Le Continent — c'est-à-dire la tradition philosophique européenne continentale, sémiotique structurale, phénoménologique, anthropologique de l'imaginaire — fournit à PRISME ses outils conceptuels essentiels. Sans eux, l'objet « dialogue prolongé humain-IA » ne se constitue pas comme objet pensable.

Saussure et les structuralistes

Le sens n'est pas dans le mot mais dans le système différentiel. Le signe ne réfère pas — il s'oppose à d'autres signes, et c'est dans le réseau d'oppositions que le sens se constitue. Sans cette idée, mesurer des « écarts connotatifs » dans un dialogue n'a aucun sens.
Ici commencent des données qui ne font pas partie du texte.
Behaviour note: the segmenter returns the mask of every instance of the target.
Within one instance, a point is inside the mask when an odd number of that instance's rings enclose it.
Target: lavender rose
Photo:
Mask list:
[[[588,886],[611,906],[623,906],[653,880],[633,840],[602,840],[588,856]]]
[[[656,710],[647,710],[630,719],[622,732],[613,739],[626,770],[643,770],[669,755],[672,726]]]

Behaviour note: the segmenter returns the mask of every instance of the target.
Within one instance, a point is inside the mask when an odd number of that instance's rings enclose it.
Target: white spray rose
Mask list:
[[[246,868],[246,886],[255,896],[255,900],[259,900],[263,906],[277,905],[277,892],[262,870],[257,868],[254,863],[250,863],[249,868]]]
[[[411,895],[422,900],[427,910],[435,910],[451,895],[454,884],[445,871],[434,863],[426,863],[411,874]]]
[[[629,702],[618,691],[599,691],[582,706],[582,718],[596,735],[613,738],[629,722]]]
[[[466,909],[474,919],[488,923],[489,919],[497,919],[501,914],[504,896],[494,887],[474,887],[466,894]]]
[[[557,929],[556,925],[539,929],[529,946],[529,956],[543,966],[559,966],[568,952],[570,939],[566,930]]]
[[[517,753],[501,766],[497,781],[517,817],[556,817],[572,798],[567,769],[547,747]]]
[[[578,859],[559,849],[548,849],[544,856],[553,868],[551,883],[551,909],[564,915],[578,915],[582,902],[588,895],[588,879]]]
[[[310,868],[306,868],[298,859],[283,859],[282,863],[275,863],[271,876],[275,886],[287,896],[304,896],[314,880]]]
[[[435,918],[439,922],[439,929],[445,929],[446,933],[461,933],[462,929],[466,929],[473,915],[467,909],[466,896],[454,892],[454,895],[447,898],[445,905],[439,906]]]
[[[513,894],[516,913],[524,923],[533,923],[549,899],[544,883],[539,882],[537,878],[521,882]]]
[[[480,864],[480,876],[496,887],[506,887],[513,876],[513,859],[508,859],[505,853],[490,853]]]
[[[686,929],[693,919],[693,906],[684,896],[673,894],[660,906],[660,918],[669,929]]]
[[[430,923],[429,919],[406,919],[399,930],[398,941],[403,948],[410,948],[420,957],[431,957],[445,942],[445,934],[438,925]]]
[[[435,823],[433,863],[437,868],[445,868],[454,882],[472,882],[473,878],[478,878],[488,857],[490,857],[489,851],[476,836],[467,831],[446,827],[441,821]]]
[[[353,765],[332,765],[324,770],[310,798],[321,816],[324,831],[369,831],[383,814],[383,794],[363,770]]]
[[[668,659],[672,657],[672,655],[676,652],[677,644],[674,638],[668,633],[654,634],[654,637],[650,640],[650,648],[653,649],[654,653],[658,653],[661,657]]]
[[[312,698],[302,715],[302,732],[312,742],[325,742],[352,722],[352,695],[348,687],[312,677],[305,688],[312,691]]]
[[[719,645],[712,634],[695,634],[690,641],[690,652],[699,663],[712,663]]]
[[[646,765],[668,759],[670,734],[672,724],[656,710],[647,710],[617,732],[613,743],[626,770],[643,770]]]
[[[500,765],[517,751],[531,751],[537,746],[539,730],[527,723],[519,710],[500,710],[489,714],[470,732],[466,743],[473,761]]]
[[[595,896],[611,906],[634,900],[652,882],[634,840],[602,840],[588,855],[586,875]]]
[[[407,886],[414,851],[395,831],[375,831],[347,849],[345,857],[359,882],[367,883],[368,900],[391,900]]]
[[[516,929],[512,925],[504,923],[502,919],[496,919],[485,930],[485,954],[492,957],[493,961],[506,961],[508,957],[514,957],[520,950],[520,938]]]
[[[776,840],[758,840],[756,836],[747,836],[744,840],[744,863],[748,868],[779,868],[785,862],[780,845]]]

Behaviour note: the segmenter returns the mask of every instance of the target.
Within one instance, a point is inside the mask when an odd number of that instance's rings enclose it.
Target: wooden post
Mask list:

Les seuils S0–S6 du préprint 1 sont des oppositions différentielles avant d'être des classes.

Greimas et le carré sémiotique

La sémantique structurale produit des dispositifs opératoires — le schéma actantiel, le carré sémiotique, les programmes narratifs — qui rendent calculables des structures que la linguistique formelle ne saisit pas. Le tableau 8 du préprint 1 (cinq voies d'émergence) est une application directe d'un raisonnement actantiel sur les configurations du couplage humain-IA.

Durand et les régimes de l'imaginaire

Les Structures anthropologiques de l'imaginaire (1960) proposent une typologie en trois régimes — diurne (combat, séparation), nocturne ou mystique (fusion, enveloppement), synthétique (réconciliation des contraires en tension réglée) — qui s'est révélée empiriquement opératoire sur le corpus PRISME. La figure 1 du préprint 1 montre que les irréductibles du couplage Boris-Claude se concentrent sur le pôle synthétique du simplexe (S = 0,31), alors que Boris est diurne (D = 0,50) et Claude mystique (M = 0,31). Sans Durand, ces coordonnées ne sont pas calculables.

Husserl et l'apprésentation

La cinquième Méditation cartésienne (1931) pose que l'alter ego n'est jamais donné originairement — il est apprésenté par analogie depuis l'expérience de mon propre corps. Cette idée est exactement ce qui rend pensable l'intersubjectivité dans le couplage humain-IA prolongé : non pas l'accès direct à une conscience d'autrui (ce que personne n'a jamais eu, fût-ce avec un autre humain), mais la reconnaissance de signatures qui valent pour ce qu'elles valent. La section 6.5 du préprint 2a en tire les conséquences méthodologiques.

Bakhtine et le dialogisme

Le sens d'un énoncé n'est jamais dans l'énoncé seul — il est dans la relation qui se joue entre énonciateurs. Le tiers irréductible mesuré dans PRISME (11,2 % des écarts du corpus, double contrefactuel) est une instanciation empirique précise du dialogisme bakhtinien. C'est ce que Cornelia K. enseignait à Angers en 1998. Trente ans plus tard, le pipeline le mesure.

Eco et la coopération interprétative

Lector in fabula (1979) pose que le sens d'un texte n'est pas dans le texte seul — il est dans le mouvement entre texte et lecteur. C'est cette idée qui rend pensable, et qui rend mesurable, ce que PRISME appelle l'effraction de cadre : la modification observable du cadre cognitif d'un interlocuteur par l'extension dialogique de l'autre.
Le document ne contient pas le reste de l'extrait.